Nach Angaben des Unternehmens bleibt die Kontrolle über sämtliche Prozesse vollständig bei den Nutzern. Jede Zahlung erfordert eine ausdrückliche Zustimmung und wird über sogenannte Payment Passkeys authentifiziert.

Mastercard betont zudem die Bedeutung klarer Sicherheitsstandards für den neuen KI-gestützten Handel. Dazu gehören eindeutig identifizierbare KI-Agenten, dokumentierte Kundenmandate sowie eine lückenlose Nachvollziehbarkeit aller Transaktionen.

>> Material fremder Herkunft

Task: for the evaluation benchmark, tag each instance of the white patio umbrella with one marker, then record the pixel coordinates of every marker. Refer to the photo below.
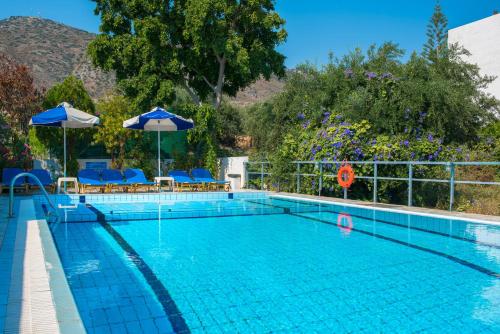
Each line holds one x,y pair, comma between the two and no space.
159,120
65,116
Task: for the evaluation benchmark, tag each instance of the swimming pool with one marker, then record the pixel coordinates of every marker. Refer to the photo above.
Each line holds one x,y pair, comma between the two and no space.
260,263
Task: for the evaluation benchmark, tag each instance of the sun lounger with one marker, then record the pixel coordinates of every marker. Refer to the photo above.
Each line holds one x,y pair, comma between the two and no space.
44,177
89,179
183,181
8,175
204,176
113,179
137,180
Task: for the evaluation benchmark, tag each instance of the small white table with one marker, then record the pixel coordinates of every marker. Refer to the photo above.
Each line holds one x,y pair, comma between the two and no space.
64,180
160,179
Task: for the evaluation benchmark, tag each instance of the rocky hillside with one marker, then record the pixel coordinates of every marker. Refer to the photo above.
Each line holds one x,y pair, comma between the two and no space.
53,51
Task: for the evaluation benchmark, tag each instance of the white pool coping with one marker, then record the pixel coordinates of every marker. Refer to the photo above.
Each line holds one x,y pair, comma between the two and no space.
408,210
40,300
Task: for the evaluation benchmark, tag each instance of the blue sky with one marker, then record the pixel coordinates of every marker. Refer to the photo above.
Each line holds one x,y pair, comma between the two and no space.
315,27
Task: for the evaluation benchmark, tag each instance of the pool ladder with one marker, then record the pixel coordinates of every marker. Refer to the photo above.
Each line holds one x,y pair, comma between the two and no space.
50,214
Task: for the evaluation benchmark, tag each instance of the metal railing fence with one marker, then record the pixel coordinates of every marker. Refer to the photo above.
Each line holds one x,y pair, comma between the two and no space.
410,179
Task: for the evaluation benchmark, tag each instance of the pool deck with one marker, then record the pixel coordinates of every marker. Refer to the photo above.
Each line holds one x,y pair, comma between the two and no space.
34,294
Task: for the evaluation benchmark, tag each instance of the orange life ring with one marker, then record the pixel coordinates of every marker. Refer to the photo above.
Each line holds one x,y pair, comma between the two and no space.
346,169
347,228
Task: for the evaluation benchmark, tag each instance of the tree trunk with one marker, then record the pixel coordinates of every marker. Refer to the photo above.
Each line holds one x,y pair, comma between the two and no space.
220,82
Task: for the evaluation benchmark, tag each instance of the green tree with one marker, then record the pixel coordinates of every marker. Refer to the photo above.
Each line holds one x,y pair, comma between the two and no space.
209,47
437,35
71,90
113,110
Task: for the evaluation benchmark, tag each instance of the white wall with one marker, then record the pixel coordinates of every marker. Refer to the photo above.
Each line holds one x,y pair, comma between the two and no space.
482,39
232,165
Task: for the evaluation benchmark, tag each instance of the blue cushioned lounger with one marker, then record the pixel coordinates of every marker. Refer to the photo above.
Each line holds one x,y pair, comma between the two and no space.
137,179
113,179
183,181
204,176
90,179
44,177
8,175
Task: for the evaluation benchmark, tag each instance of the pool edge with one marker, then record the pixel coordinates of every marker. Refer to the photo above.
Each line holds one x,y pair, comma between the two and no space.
417,211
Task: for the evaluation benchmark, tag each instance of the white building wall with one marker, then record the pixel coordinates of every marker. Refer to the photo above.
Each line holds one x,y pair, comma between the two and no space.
482,39
231,167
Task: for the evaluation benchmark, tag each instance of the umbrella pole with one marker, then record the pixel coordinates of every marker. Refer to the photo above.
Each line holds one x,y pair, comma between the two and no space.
159,170
64,128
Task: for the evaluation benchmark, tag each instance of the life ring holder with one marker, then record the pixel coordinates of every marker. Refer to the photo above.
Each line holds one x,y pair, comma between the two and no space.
347,228
345,170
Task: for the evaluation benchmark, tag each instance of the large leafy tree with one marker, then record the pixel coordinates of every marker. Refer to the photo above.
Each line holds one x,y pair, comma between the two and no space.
19,98
71,90
113,110
209,47
437,35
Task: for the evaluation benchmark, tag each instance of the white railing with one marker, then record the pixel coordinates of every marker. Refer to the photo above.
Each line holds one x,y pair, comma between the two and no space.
39,184
410,179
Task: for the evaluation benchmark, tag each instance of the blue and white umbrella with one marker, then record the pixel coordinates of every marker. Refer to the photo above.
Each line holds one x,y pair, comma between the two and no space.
159,120
65,116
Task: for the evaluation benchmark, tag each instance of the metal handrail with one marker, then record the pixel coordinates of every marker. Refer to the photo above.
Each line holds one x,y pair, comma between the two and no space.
450,167
11,192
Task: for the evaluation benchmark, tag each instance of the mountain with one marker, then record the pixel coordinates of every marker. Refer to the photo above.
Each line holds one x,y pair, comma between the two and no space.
53,51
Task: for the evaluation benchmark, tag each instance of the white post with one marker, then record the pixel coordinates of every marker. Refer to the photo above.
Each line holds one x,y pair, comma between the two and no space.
159,170
64,129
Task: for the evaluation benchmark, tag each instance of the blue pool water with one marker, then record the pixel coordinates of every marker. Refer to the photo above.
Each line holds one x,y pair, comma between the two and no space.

Mit diesen Mechanismen sollen regulatorische Anforderungen sowie Vertrauen in automatisierte Zahlungsprozesse von Beginn an sichergestellt werden.

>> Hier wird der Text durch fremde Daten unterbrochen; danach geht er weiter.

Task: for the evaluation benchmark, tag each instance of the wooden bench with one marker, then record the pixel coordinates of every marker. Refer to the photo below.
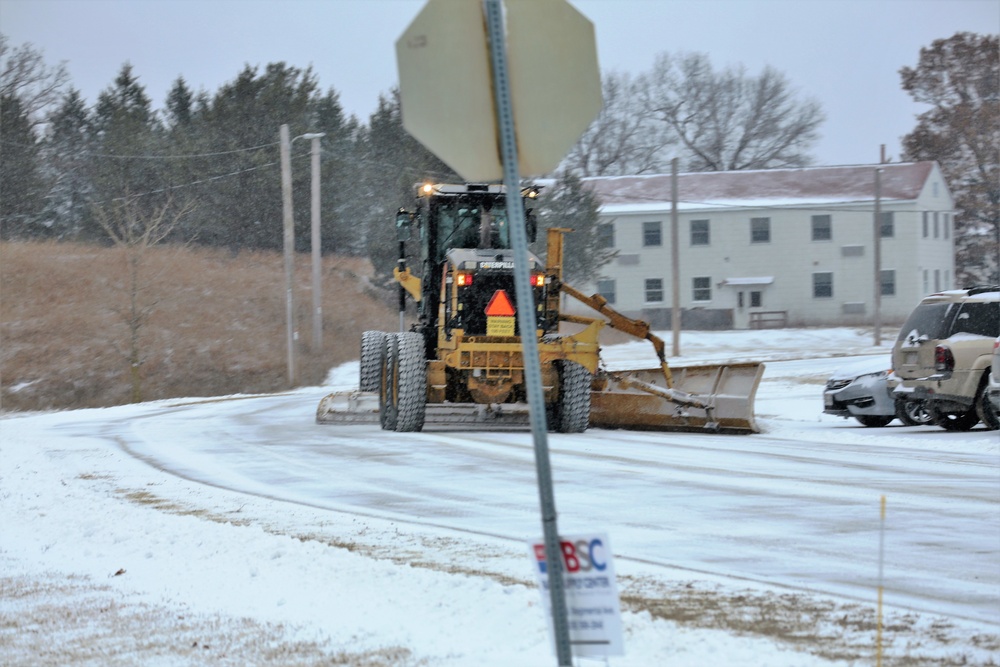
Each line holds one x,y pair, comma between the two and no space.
769,319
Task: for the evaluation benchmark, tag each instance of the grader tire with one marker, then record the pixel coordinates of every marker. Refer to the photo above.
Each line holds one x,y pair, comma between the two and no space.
571,413
410,371
388,387
372,347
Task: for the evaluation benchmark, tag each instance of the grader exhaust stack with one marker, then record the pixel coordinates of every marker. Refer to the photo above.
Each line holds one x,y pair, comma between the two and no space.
461,364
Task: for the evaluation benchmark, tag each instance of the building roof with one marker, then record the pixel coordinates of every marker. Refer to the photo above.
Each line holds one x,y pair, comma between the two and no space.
771,187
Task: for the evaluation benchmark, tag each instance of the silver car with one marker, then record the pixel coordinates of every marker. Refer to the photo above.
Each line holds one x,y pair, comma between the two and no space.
864,390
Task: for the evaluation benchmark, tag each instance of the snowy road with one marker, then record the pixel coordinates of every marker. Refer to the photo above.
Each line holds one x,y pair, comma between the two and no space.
796,507
236,530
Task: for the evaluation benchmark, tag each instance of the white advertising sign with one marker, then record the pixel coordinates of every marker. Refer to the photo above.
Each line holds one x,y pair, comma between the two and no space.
593,610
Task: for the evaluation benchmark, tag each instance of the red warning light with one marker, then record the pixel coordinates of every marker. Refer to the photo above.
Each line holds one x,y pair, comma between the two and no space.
500,305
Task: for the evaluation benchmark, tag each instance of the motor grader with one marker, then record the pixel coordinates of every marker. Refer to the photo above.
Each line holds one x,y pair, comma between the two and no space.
462,363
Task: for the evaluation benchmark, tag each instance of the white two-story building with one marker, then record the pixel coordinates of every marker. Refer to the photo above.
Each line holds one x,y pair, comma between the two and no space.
782,247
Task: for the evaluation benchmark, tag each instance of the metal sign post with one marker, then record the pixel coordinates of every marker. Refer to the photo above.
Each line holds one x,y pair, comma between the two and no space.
526,320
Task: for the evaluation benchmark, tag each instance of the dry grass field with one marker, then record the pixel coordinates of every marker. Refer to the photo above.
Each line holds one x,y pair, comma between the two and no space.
216,323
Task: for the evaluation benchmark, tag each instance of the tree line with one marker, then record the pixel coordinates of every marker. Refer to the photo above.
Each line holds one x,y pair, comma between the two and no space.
215,156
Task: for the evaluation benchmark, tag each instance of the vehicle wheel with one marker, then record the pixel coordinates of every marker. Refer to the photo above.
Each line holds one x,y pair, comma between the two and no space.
912,412
571,413
954,421
874,421
372,345
984,409
411,382
388,386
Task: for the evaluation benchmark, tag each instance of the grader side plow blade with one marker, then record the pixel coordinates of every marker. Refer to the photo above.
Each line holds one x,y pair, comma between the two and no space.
715,398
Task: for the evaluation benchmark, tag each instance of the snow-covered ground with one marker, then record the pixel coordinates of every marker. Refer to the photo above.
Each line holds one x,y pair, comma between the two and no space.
237,531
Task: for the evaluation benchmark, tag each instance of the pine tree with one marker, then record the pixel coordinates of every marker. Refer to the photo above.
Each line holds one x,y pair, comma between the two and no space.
242,207
68,149
22,187
127,141
393,162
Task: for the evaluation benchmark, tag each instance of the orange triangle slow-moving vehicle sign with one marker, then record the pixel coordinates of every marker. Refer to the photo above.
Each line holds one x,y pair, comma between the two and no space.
500,305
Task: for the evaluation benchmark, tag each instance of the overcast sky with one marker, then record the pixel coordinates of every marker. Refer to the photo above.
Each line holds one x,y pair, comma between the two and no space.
844,53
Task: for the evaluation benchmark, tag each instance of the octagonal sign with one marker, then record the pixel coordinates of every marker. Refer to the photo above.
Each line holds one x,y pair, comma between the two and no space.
446,84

Agentic Commerce gilt als neuer Vertriebskanal

Hintergrund der Entwicklung ist der zunehmende Einsatz generativer KI-Systeme und großer Sprachmodelle im digitalen Handel. Nach Einschätzung von Mastercard verändert sich dadurch die klassische Customer Journey grundlegend.

Statt Produkte manuell zu vergleichen und einzelne Schritte selbst auszuführen, könnten Verbraucher künftig häufiger KI-Agenten mit der Recherche, Auswahl und Durchführung von Käufen beauftragen. Agentic Commerce würde damit neben Online-Shops, Apps und stationärem Handel zu einem zusätzlichen Vertriebskanal werden.

Mastercard sieht sich dabei als Infrastrukturpartner für Banken, Händler und Verbraucher, um sichere KI-gestützte Zahlungen im Alltag nutzbar zu machen.

Banken sehen Meilenstein für digitalen Handel

Auch die beteiligten Finanzinstitute bewerten die erste agentische Transaktion als wichtigen Entwicklungsschritt. Deutsche Bank und DZ Bank verweisen insbesondere auf die Bedeutung sicherer und transparenter Zahlungsprozesse für die Akzeptanz neuer KI-Technologien.

Die Kooperation soll dazu beitragen, KI-basierte Handels- und Zahlungslösungen frühzeitig in bestehende Finanz- und Handelsstrukturen zu integrieren. Gleichzeitig sehen die Beteiligten darin eine Grundlage für neue digitale Geschäftsmodelle im europäischen Zahlungsverkehr.